Even though the relative hit to prices from tariffs could be a one-time shock, policymakers might be reluctant to count on that because they were burned by the transitory label before – when Covid-era inflation surged to 40-year highs.
“It's just injected all kinds of uncertainty as to what the level of tariffs will be, because it's joined with, presumably, a negotiating strategy with countries. So you've got higher relative prices for many goods, and you've got the added uncertainty of you don't know how long that's going to last,” he said.
Evans agrees with FOMC officials who have argued recently the Fed is “well-positioned” to react to either an instance where inflation rises or proves more intractable or, conversely, a scenario where tariff chaos overwhelms the expansion and causes it to sputter.
“They've got a restrictive setting of the funds rate at 4.3% and – this is not the scenario that they envision – but if they had to worry about higher inflation pressures and unanchored inflation expectations, they are better positioned and closer to moving to an appropriately restrictive stance.”

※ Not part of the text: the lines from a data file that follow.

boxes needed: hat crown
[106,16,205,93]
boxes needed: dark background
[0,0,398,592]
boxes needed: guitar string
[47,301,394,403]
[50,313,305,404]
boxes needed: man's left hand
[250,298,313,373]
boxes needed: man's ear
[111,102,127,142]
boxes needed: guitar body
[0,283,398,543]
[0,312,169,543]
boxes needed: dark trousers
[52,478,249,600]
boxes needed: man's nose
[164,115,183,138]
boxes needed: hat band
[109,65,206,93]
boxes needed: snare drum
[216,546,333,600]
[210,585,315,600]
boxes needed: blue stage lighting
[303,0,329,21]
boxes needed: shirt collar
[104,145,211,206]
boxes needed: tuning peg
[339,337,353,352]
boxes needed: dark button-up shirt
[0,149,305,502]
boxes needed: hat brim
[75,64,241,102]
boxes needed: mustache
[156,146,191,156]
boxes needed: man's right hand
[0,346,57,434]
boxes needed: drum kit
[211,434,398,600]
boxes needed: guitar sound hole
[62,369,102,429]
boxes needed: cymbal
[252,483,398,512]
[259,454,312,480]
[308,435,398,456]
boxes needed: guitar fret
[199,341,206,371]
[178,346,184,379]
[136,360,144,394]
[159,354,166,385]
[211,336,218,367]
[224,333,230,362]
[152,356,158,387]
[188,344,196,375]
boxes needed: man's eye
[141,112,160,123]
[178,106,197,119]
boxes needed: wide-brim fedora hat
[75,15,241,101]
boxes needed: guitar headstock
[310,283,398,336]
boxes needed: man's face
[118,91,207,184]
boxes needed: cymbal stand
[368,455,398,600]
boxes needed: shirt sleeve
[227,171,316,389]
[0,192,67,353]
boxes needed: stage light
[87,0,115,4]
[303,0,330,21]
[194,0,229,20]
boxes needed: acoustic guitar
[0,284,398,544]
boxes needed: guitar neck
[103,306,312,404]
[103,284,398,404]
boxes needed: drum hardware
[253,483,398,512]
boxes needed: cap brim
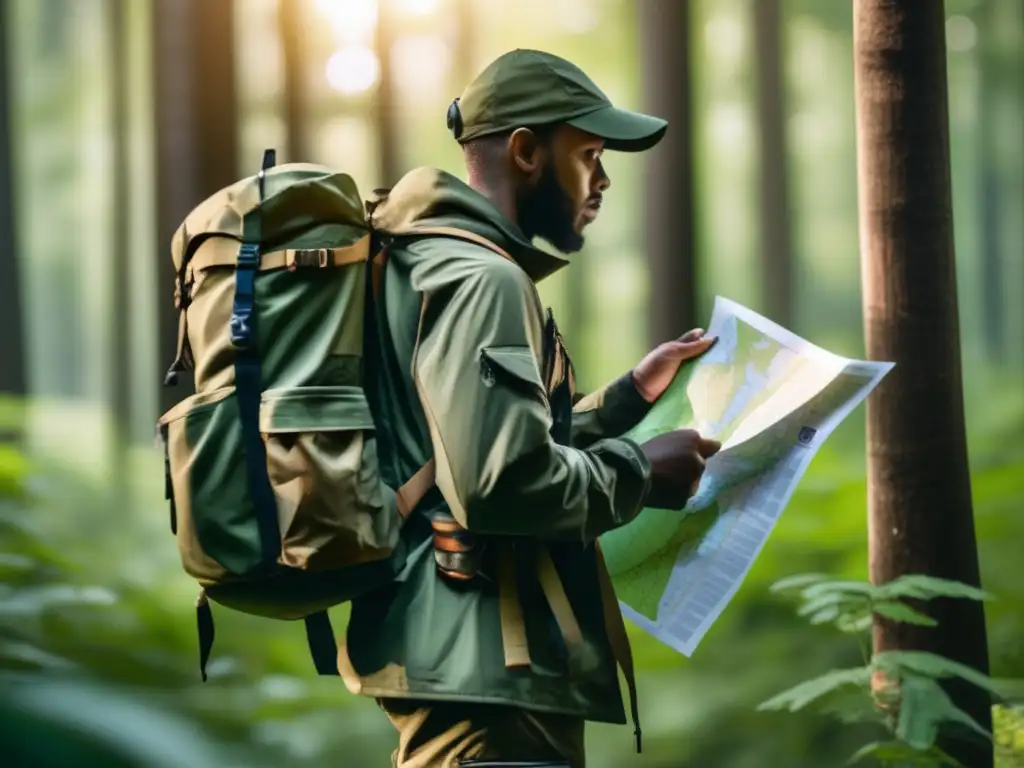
[566,106,669,152]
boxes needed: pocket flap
[480,345,546,393]
[259,387,374,433]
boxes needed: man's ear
[509,128,545,181]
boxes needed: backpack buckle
[288,248,331,272]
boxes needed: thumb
[677,328,705,341]
[697,437,722,459]
[671,336,718,360]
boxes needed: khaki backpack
[158,150,505,680]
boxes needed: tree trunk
[153,0,238,410]
[0,0,28,395]
[752,0,796,328]
[106,0,134,487]
[638,0,697,344]
[278,0,311,163]
[374,0,401,188]
[853,0,992,768]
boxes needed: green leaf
[896,675,945,752]
[847,741,964,768]
[801,580,876,600]
[797,592,867,621]
[871,603,939,627]
[876,573,994,600]
[758,667,871,712]
[768,573,829,592]
[871,650,998,694]
[836,610,874,635]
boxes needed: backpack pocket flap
[480,345,546,394]
[259,387,374,435]
[260,386,401,570]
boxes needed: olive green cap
[447,48,669,152]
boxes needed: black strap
[160,424,178,536]
[196,593,214,683]
[230,150,281,566]
[305,610,339,675]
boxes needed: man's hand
[633,328,717,402]
[640,429,722,509]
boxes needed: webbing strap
[395,459,435,517]
[186,234,370,282]
[594,542,641,753]
[498,546,529,669]
[537,544,583,660]
[230,150,281,566]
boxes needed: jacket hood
[372,168,568,283]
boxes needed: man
[339,50,720,768]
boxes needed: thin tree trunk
[153,0,237,409]
[374,0,401,188]
[752,0,796,328]
[278,0,311,163]
[638,0,697,343]
[853,0,992,768]
[106,0,133,468]
[0,0,28,403]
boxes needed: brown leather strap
[594,542,641,752]
[498,543,529,669]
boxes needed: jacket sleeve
[572,371,651,449]
[413,259,650,541]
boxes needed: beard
[516,163,584,253]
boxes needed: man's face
[516,125,611,253]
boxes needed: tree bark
[0,0,28,395]
[975,0,1007,364]
[638,0,697,345]
[752,0,796,328]
[853,0,992,768]
[374,0,401,188]
[278,0,311,163]
[153,0,238,410]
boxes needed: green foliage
[759,573,1014,766]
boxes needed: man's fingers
[697,437,722,459]
[668,336,718,360]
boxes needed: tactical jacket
[340,168,650,723]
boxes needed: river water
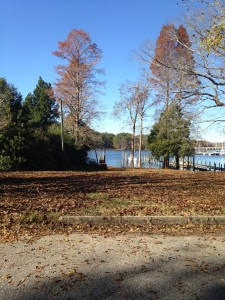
[88,149,225,168]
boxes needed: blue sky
[0,0,192,133]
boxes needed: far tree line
[0,0,225,170]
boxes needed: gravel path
[0,233,225,300]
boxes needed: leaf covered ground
[0,169,225,241]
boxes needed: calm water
[88,150,225,168]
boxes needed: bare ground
[0,169,225,238]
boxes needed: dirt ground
[0,169,225,241]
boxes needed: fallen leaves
[0,169,225,239]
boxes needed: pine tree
[24,77,58,129]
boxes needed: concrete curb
[59,216,225,226]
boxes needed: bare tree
[113,81,140,167]
[53,29,104,146]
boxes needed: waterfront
[88,149,225,168]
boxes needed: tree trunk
[131,124,135,168]
[138,116,143,168]
[176,154,180,170]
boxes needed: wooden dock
[170,159,225,172]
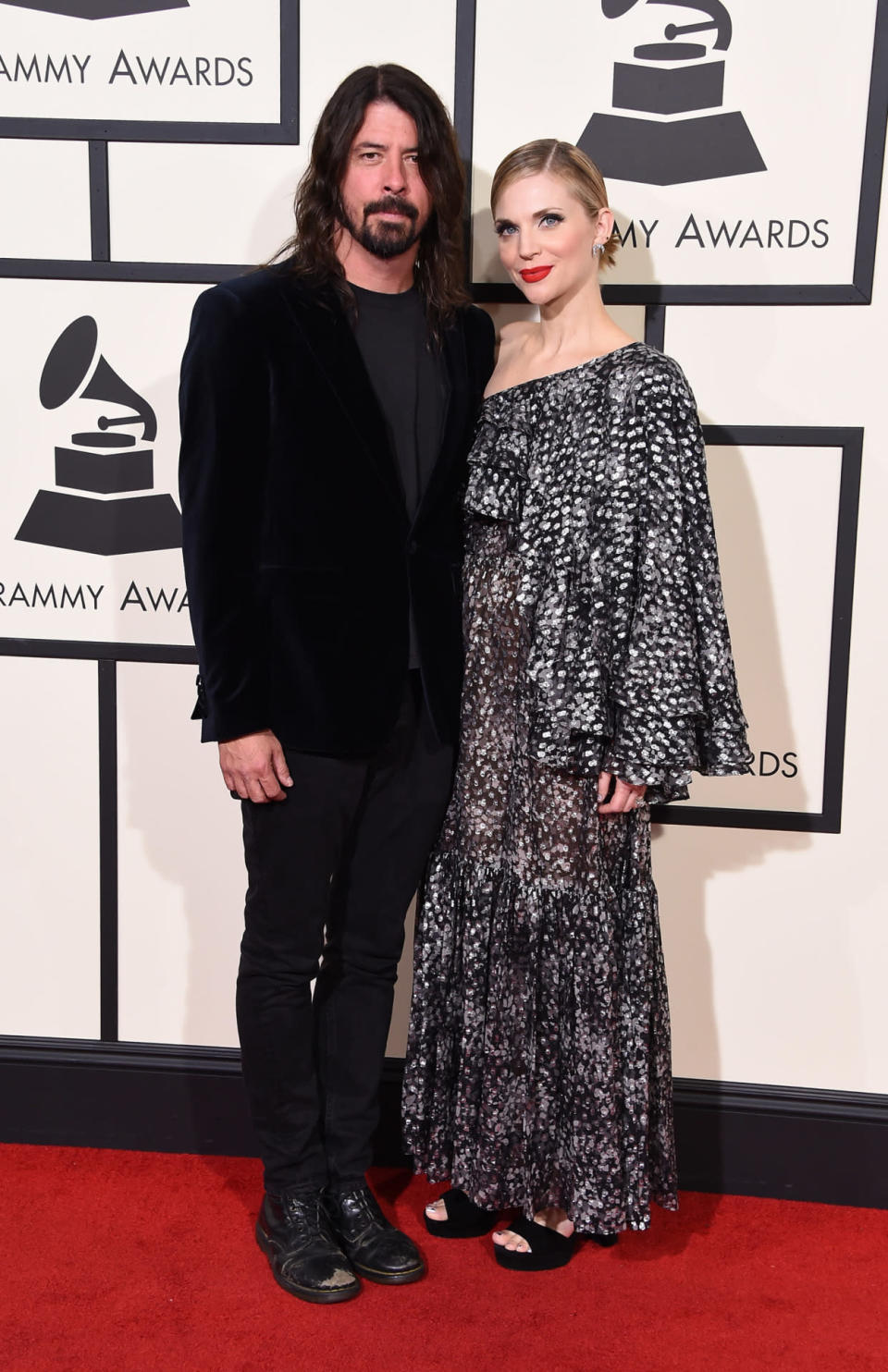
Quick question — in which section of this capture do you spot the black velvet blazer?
[179,263,494,756]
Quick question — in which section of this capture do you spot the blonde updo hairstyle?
[490,139,621,266]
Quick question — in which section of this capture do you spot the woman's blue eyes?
[496,214,564,239]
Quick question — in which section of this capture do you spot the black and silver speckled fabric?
[403,344,751,1233]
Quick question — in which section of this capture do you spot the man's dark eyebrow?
[354,140,419,153]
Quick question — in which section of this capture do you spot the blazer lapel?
[416,323,469,519]
[276,283,403,505]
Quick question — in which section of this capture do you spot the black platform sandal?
[424,1190,500,1239]
[493,1216,574,1272]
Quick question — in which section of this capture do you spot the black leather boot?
[324,1182,426,1286]
[255,1188,361,1305]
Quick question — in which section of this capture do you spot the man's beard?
[343,195,423,261]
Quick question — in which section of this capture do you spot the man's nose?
[386,158,408,195]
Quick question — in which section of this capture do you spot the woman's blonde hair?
[490,139,621,266]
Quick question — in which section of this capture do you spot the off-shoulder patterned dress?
[403,344,749,1233]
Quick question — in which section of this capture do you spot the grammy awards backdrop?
[0,0,888,1205]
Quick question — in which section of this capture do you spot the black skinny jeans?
[238,672,453,1194]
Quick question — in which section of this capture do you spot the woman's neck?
[539,278,623,360]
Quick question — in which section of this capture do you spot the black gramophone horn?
[40,314,158,443]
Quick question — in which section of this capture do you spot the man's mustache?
[364,195,420,224]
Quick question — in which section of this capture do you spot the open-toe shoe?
[426,1190,499,1239]
[493,1216,574,1272]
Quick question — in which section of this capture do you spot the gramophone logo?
[579,0,766,185]
[15,314,182,556]
[0,0,188,19]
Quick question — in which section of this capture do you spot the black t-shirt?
[352,286,448,520]
[352,286,448,668]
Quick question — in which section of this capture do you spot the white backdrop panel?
[0,0,280,124]
[118,663,246,1046]
[472,0,876,286]
[108,142,304,264]
[0,278,204,643]
[0,657,99,1038]
[0,139,91,259]
[653,273,888,1092]
[110,0,456,263]
[692,446,842,814]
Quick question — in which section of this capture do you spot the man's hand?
[219,729,292,805]
[598,772,648,815]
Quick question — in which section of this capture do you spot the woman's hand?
[598,772,648,815]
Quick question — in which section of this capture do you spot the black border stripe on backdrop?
[456,0,888,304]
[99,657,118,1041]
[0,0,299,144]
[89,139,111,262]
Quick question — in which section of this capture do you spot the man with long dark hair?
[181,66,493,1302]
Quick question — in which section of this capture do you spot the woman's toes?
[493,1230,530,1253]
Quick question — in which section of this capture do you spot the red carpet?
[0,1145,888,1372]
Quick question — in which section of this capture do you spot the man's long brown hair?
[281,63,469,342]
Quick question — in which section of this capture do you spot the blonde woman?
[405,139,749,1269]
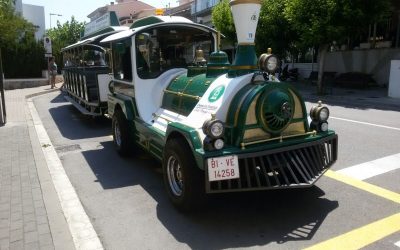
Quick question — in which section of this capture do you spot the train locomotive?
[93,0,338,211]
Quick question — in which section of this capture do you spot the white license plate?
[207,155,239,181]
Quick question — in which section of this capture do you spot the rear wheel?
[163,138,205,212]
[112,110,132,156]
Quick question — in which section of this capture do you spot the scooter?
[279,64,299,81]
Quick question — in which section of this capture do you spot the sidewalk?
[0,84,75,250]
[292,81,400,111]
[0,77,400,250]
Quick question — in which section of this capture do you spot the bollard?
[0,73,7,126]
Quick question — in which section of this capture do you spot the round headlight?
[258,54,279,73]
[214,139,225,150]
[267,56,278,72]
[320,122,328,132]
[210,121,224,137]
[318,107,329,121]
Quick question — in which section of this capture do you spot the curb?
[25,88,104,250]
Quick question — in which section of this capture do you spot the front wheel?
[112,110,132,156]
[163,138,205,212]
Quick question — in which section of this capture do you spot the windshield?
[135,26,214,79]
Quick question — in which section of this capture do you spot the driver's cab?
[103,17,217,121]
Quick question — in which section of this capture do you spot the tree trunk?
[317,44,329,95]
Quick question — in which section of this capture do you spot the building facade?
[14,0,46,40]
[87,0,156,26]
[22,4,46,40]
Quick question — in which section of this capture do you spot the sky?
[22,0,177,29]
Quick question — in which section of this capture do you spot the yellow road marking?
[325,170,400,204]
[306,213,400,250]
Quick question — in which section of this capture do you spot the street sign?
[155,9,164,16]
[43,36,52,55]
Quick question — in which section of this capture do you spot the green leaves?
[47,16,85,69]
[211,0,237,44]
[212,0,390,55]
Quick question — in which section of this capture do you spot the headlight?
[203,120,225,139]
[214,139,225,150]
[203,136,225,151]
[310,101,329,121]
[318,107,329,121]
[319,122,328,132]
[258,54,279,73]
[267,56,278,72]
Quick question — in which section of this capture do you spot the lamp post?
[49,13,62,29]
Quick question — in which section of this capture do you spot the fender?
[165,122,204,170]
[108,93,138,121]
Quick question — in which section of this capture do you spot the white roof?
[100,30,135,43]
[100,19,217,43]
[61,26,129,51]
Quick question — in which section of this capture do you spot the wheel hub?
[167,156,183,196]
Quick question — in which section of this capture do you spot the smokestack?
[229,0,261,77]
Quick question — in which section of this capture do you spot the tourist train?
[64,0,338,211]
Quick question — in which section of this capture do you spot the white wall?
[289,49,400,85]
[22,4,46,40]
[325,49,400,85]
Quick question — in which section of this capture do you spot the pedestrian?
[48,56,57,89]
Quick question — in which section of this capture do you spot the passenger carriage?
[61,12,128,116]
[93,0,337,210]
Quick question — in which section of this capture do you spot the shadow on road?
[83,142,338,249]
[46,92,338,249]
[49,94,111,140]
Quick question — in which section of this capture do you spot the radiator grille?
[206,135,337,193]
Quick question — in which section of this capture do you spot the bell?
[194,47,207,65]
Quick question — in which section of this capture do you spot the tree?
[211,0,237,45]
[0,0,35,123]
[284,0,390,94]
[47,16,85,69]
[256,0,298,58]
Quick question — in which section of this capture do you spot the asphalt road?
[34,92,400,249]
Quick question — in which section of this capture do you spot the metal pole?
[396,12,400,48]
[0,48,7,125]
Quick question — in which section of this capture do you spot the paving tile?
[0,238,10,250]
[24,241,41,250]
[0,227,10,239]
[10,219,23,230]
[10,240,24,250]
[24,231,40,244]
[39,233,53,246]
[10,229,24,243]
[37,224,50,234]
[24,221,37,233]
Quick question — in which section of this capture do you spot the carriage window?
[135,26,214,79]
[112,40,132,81]
[63,45,108,67]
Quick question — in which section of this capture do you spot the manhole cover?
[56,144,81,153]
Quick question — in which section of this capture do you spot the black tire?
[163,138,205,212]
[112,110,133,157]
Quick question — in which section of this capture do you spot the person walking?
[48,56,57,89]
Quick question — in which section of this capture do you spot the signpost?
[155,9,164,16]
[0,48,7,126]
[43,36,52,57]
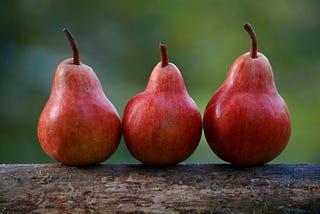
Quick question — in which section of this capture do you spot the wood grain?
[0,164,320,213]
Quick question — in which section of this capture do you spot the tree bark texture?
[0,164,320,213]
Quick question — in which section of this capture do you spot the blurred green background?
[0,0,320,163]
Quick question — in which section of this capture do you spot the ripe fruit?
[122,43,202,165]
[38,29,121,165]
[203,24,291,165]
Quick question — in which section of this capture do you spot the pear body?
[38,59,122,165]
[122,63,202,165]
[203,53,291,165]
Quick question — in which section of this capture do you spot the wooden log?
[0,164,320,213]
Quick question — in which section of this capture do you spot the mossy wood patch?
[0,164,320,213]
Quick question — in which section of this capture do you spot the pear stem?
[243,23,258,58]
[63,28,80,65]
[160,42,169,67]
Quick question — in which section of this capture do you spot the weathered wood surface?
[0,164,320,213]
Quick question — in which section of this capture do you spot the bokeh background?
[0,0,320,163]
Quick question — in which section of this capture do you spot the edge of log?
[0,164,320,213]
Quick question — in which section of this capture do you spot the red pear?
[38,29,122,165]
[203,24,291,165]
[122,43,202,165]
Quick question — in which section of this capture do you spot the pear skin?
[203,24,291,166]
[122,43,202,165]
[38,29,122,165]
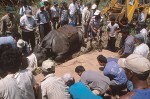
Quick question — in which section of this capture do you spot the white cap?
[91,4,97,10]
[94,10,101,15]
[41,59,56,72]
[17,39,26,48]
[63,73,73,82]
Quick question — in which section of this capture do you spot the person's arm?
[20,17,25,29]
[0,19,6,35]
[35,12,40,26]
[106,24,110,39]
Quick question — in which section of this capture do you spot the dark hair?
[75,66,85,73]
[110,16,116,21]
[66,78,75,86]
[120,27,130,35]
[0,48,22,73]
[97,55,107,63]
[139,7,144,11]
[135,70,150,81]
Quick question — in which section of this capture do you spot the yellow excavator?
[101,0,150,23]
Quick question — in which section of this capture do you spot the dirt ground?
[35,50,118,83]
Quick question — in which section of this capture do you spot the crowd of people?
[0,0,150,99]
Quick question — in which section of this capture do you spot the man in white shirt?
[82,2,91,41]
[138,7,146,23]
[20,10,36,50]
[0,48,24,99]
[107,16,119,52]
[138,23,148,43]
[69,0,79,24]
[19,0,32,16]
[15,57,36,99]
[78,0,85,25]
[51,1,60,29]
[39,60,70,99]
[133,34,149,58]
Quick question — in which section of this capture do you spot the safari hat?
[25,10,32,17]
[63,73,74,82]
[94,10,101,15]
[17,39,26,48]
[118,54,150,74]
[41,59,56,72]
[39,1,44,8]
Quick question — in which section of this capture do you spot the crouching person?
[75,66,110,96]
[39,60,70,99]
[97,55,128,96]
[63,73,103,99]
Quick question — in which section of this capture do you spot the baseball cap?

Before tariffs entered the picture, Fed officials had been successfully guiding inflation gradually back to the central bank’s 2% target without causing a recession, which Evans said was a remarkable achievement. Now, the prospect of a soft landing seems to have all but evaporated.
Fed officials are likely hoping the inflationary effects of tariffs will be temporary but can’t count on it, especially after the Covid episode, said Evans. That creates the need for an ongoing anti-inflation bias that raises the bar for additional monetary easing, he said.
“The commitment to 2%, how does that interact with the normal thinking about dual mandate, trade-offs, if you feel like your reputation and the anchoring of inflation expectations means you have to really put more weight on inflation going up,” he said. “You've got to hope it's transitory but we hoped it was transitory in 2021. So it takes a lot of steely resolve to make those decisions.”
By the same token, if the economy were showing real signs of fraying, then the Fed would probably ease more aggressively than markets are currently pricing in.
“Markets are looking at three cuts, five cuts, depending on how you look at it. That still only takes you to 3.5%, 3.25% or 3%. The Fed has said that 3% is neutral and if you’re really working against a downturn you expect neutral is not exactly were you’d want to be,” said Evans.
“On the other hand, with inflationary pressure – there’s so many things to work through. How they end up putting weights on each aspect of that. They still have to see more data.”